LA MORTE DI DIO PER LA SALVEZZA DELL’UOMO
Da sempre la croce è scandalo e follia per i benpensanti e i razionalisti di ogni tempo. Oggi più che mai. Nelle società sazie ed opulente dell’Occidente più che in quelle povere. Ma senza croce non c’è cristianesimo. Forse il principale segno di contraddizione logica ,che per il credente è però simbolo di salvezza.
don Antonio Savone
Di fronte alla croce. Siamo invitati a sostare dinanzi a quella che è al contempo “immagine della sofferenza” ma anche “immagine dell’amore di Dio”, “immagine di impotenza” ma anche “immagine di misericordia”, “immagine del silenzio” ma insieme “immagine di una particolare parola del Signore”.
La croce “diventa così un invito a vivere ogni esperienza, compresa quella della sofferenza e della suprema impotenza, nell’atteggiamento di chi crede che l’amore misericordioso di Dio vince ogni povertà, ogni condizionamento, ogni tentazione di disperazione”.
La croce ci parla di un Dio nascosto. Un Dio che pur operando nella storia, si nasconde dietro i suoi avvenimenti. Anche se nascosto non è assente. La nostra storia, personale e comunitaria, va letta come luogo nelle cui pieghe c’è una potenza dinamica, ricca di energie capaci di rinnovare, di trasformare e che pur tuttavia resta nascosta e richiede un occhio tutto particolare per riconoscerla, accoglierla e valorizzarla. La passione di Gesù è senz’altro una situazione storica in cui la presenza-assenza del divino, misteriosa e ricca di potenza è espressa nel suo apice. Un nascondimento voluto. Al discepolo che voleva difenderlo con la forza da coloro che venivano per catturarlo Gesù aveva intimato: “Rimetti la spada nel fodero…Pensi forse che io non possa pregare il Padre mio, che mi darebbe subito più di dodici legioni di angeli” (Mt 26,52-53).
La passione di Gesù va dunque letta come il momento in cui la potenza di Dio, e addirittura la sua gloria, si è espressa nell’umiliazione e nella passività del Figlio dell’uomo torturato a morte. Nella croce si riflette, come in uno specchio, il Vangelo.

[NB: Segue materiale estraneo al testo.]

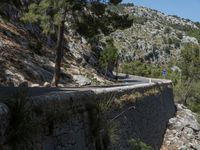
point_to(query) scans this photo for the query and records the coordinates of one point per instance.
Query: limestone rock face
(4, 121)
(183, 131)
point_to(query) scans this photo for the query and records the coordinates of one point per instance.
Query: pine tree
(52, 13)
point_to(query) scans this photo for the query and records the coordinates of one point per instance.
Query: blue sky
(189, 9)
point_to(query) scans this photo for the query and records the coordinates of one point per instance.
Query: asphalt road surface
(123, 80)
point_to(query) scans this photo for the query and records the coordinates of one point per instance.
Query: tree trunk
(59, 49)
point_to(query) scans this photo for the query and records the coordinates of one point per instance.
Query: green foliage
(141, 69)
(90, 25)
(36, 47)
(179, 35)
(103, 131)
(167, 30)
(23, 127)
(137, 144)
(190, 62)
(109, 55)
(139, 20)
(47, 12)
(194, 33)
(187, 89)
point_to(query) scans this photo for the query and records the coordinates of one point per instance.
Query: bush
(137, 144)
(167, 30)
(108, 56)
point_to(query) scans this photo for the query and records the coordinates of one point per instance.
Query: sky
(188, 9)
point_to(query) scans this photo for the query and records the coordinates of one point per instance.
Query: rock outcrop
(183, 131)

Sosteneva il filosofo Paul Ricoeur, che “La nostra fede ha un valore strutturante ed è pure sorgente di riflessione sulla condizione umana, sui rapporti dell’uomo con se stesso e con gli altri… Entrare nel movimento della fede è decidere di fare di Gesù Cristo, il principio organizzatore della propria vita, della sua comprensione e del rapporto con altri”.
La croce di Gesù, infatti è un “no” a una figura del divino inteso quale onnipotenza dispotica, vendicativa, quale limitazione invidiosa dell’umano e del suo cammino, quale incapacità di dono e di auto‑donazione, quale santità inconciliabile con la misericordia. E un “no” detto a un divino in cerca di una vittima designata.

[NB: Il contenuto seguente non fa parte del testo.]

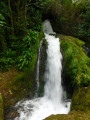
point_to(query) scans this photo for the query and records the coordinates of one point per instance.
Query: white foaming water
(51, 102)
(37, 73)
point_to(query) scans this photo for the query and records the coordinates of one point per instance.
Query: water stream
(52, 102)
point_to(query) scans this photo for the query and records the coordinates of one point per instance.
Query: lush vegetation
(76, 62)
(71, 18)
(20, 35)
(21, 26)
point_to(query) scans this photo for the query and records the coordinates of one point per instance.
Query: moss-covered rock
(1, 108)
(80, 108)
(81, 99)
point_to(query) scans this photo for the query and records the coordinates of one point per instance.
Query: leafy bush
(76, 62)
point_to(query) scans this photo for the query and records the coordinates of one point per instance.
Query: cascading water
(52, 102)
(37, 73)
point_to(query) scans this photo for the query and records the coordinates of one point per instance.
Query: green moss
(81, 99)
(74, 115)
(1, 108)
(76, 62)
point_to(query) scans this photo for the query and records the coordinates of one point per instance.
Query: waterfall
(52, 102)
(37, 73)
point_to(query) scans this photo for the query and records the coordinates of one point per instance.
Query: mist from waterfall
(52, 102)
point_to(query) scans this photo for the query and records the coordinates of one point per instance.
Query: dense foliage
(71, 18)
(76, 63)
(20, 33)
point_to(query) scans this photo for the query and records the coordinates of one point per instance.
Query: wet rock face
(11, 114)
(1, 108)
(43, 57)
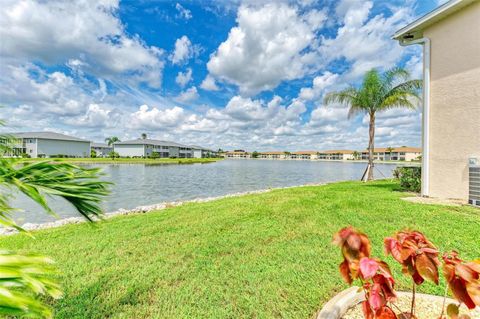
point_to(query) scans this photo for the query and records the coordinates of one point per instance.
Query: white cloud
(96, 116)
(364, 42)
(183, 78)
(156, 119)
(92, 38)
(188, 95)
(183, 50)
(320, 83)
(209, 84)
(183, 12)
(271, 43)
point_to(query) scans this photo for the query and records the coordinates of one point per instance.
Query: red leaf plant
(354, 246)
(418, 256)
(463, 279)
(419, 259)
(375, 274)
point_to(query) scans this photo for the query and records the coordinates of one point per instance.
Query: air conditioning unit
(474, 182)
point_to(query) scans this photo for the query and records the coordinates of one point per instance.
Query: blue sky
(229, 74)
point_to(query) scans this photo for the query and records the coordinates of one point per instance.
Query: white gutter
(426, 110)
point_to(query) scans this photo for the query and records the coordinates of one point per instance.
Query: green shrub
(410, 177)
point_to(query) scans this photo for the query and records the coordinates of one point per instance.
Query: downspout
(426, 111)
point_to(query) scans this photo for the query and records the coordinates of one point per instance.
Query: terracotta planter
(336, 307)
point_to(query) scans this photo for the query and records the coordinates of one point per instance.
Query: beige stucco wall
(455, 101)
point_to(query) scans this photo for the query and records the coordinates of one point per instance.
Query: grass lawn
(257, 256)
(148, 161)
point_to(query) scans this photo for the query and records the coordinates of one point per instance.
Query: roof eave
(415, 29)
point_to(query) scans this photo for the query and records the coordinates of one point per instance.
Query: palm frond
(23, 278)
(345, 97)
(79, 186)
(390, 77)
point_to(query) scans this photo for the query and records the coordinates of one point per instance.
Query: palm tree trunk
(368, 174)
(371, 139)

Dalla croce di Gesù viene anche un discorso sull’umano: è un “no” detto a un progetto come quello che si è espresso in coloro che per invidia o sete di potere hanno messo a morte Gesù.

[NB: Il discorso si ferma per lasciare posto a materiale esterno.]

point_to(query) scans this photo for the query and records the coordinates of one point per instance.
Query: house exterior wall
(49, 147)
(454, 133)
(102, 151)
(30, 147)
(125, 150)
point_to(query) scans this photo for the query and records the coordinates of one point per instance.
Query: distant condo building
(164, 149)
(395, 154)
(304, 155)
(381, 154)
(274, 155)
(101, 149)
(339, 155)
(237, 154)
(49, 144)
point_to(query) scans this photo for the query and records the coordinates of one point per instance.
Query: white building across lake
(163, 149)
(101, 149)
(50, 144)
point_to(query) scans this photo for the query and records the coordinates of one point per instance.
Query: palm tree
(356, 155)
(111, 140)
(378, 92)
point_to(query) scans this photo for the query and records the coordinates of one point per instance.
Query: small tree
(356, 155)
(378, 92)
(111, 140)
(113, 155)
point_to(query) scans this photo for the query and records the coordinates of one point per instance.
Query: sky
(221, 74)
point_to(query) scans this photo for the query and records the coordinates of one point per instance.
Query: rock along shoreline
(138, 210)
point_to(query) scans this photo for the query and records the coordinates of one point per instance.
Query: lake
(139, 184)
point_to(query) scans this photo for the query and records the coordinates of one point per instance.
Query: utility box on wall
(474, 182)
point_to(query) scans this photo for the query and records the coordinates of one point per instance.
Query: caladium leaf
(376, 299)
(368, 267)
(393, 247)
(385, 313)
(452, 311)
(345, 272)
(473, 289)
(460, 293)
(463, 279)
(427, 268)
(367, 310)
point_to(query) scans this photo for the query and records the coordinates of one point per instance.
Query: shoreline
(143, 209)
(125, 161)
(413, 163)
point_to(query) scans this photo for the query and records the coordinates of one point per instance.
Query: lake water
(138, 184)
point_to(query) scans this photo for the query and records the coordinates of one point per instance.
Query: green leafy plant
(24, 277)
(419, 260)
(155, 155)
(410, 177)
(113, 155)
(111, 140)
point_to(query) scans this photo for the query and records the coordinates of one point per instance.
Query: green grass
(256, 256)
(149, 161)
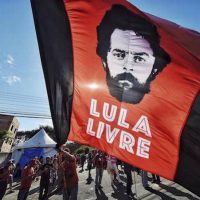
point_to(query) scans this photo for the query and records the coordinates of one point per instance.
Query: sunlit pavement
(165, 190)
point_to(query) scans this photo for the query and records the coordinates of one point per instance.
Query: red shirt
(70, 174)
(27, 177)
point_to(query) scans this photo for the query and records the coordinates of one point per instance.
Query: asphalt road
(166, 190)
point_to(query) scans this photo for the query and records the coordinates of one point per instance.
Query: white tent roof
(40, 139)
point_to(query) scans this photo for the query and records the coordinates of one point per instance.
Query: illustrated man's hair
(122, 18)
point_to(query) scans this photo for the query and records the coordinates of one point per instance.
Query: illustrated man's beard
(126, 88)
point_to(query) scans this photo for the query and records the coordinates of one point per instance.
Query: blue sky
(22, 84)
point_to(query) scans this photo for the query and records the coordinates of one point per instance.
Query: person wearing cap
(70, 178)
(28, 175)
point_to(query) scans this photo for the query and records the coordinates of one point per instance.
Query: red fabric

Dalla croce Gesù propone in positivo un altro tipo di umanità: è l’umanità di chi vive la beatitudine dei miti e degli operatori di pace. È la proposta di un rovesciamento di mentalità e di comportamento. La mentalità propria di chi riconosce che il nostro Dio appare non di rado nella vicenda umana come un “Dio nascosto”, un Dio che opera nelle pieghe della storia, anche sotto il velo dell’umiliazione e della sconfitta: in tutto ciò egli manifesta il suo amore per l’uomo, il suo perdono e la vittoria della sua misericordia. Proprio per questo si riconosce che Dio fissa l’appuntamento con lui in quelle situazioni, persone o realtà alle quali noi non assegneremmo mai un compito di rivelazione del divino. Anche là Dio si nasconde. E pur tuttavia è presente.